Mentorship is the process to accomplish all of these (Byrne and Keefe, 2002, p391). Mutual respect, goal setting, accountability to each other, and open dialogue are hallmarks of an effective mentoring relationship of a leader. The leader with a mentorship quality has the responsibility to create opportunities for professional growth and involvement, whereas the protégé is responsible for responding to these opportunities. The mentor has the responsibility to provide opportunities for the protégé to gain recognition for the work accomplished; the protégé is accountable for being responsible and reliable with the work accepted. The mentor empowers, encourages, and challenges the protégé.

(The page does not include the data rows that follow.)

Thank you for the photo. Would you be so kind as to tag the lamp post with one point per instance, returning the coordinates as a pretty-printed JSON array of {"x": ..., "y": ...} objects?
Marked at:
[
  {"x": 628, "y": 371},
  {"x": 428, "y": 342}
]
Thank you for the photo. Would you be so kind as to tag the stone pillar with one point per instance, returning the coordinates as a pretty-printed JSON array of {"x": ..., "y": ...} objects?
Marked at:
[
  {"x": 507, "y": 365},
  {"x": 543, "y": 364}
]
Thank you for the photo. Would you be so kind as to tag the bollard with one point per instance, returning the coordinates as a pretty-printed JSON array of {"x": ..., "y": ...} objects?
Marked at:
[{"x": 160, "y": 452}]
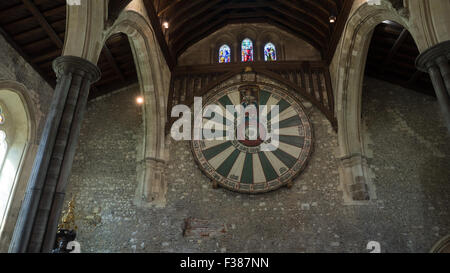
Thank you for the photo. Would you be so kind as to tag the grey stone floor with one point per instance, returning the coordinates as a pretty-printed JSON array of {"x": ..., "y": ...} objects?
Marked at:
[{"x": 411, "y": 155}]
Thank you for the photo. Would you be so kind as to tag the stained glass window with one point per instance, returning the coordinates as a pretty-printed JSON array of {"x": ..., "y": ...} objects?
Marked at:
[
  {"x": 270, "y": 52},
  {"x": 3, "y": 147},
  {"x": 224, "y": 54},
  {"x": 247, "y": 50}
]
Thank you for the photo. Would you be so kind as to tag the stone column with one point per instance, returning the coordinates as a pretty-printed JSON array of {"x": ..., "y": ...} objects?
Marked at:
[
  {"x": 434, "y": 61},
  {"x": 155, "y": 182},
  {"x": 46, "y": 187}
]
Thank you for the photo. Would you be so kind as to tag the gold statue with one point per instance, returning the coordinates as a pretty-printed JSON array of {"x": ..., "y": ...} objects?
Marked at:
[{"x": 68, "y": 220}]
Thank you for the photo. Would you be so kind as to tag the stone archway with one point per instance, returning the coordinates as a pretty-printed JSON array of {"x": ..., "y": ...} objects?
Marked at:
[
  {"x": 351, "y": 58},
  {"x": 152, "y": 156},
  {"x": 22, "y": 150}
]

As a conclusion, health and social care organisations need leadership at all altitudes, from top to bottom. Leaders play very important roles in managing health care organisations, as the cliché goes, “where the rubber hits the road.” Leaders translate strategy into action. Leaders responsible to make sure work gets done, services are delivered, and clients are satisfied. Leaders can almost make or break a company by how they lead the workforce and by how effectively their practical decisions respond to any challenges in the organisation. Leadership greatly affects the attitudes and the productivity of workers. As the one who lead platoons into battle, leaders must make critical adjustments to local conditions and terrain, keeping people together, be an effective communicator and a mentor for the junior. With the intention of developing leadership proficiencies, it is essential for me to study professional leaders, work together with all, and get constructive feedback on my performance. Having an outline and experience with a senior leaders, permits me as a ‘junior among senior leaders’ to comprehend the framework of my organisation, communicate and collaborate effectively, extend negotiation ability, reflect more extensively and be empowered (Grossman, 2005, p266-78) in order to develop my personal effectiveness, team working and service delivery.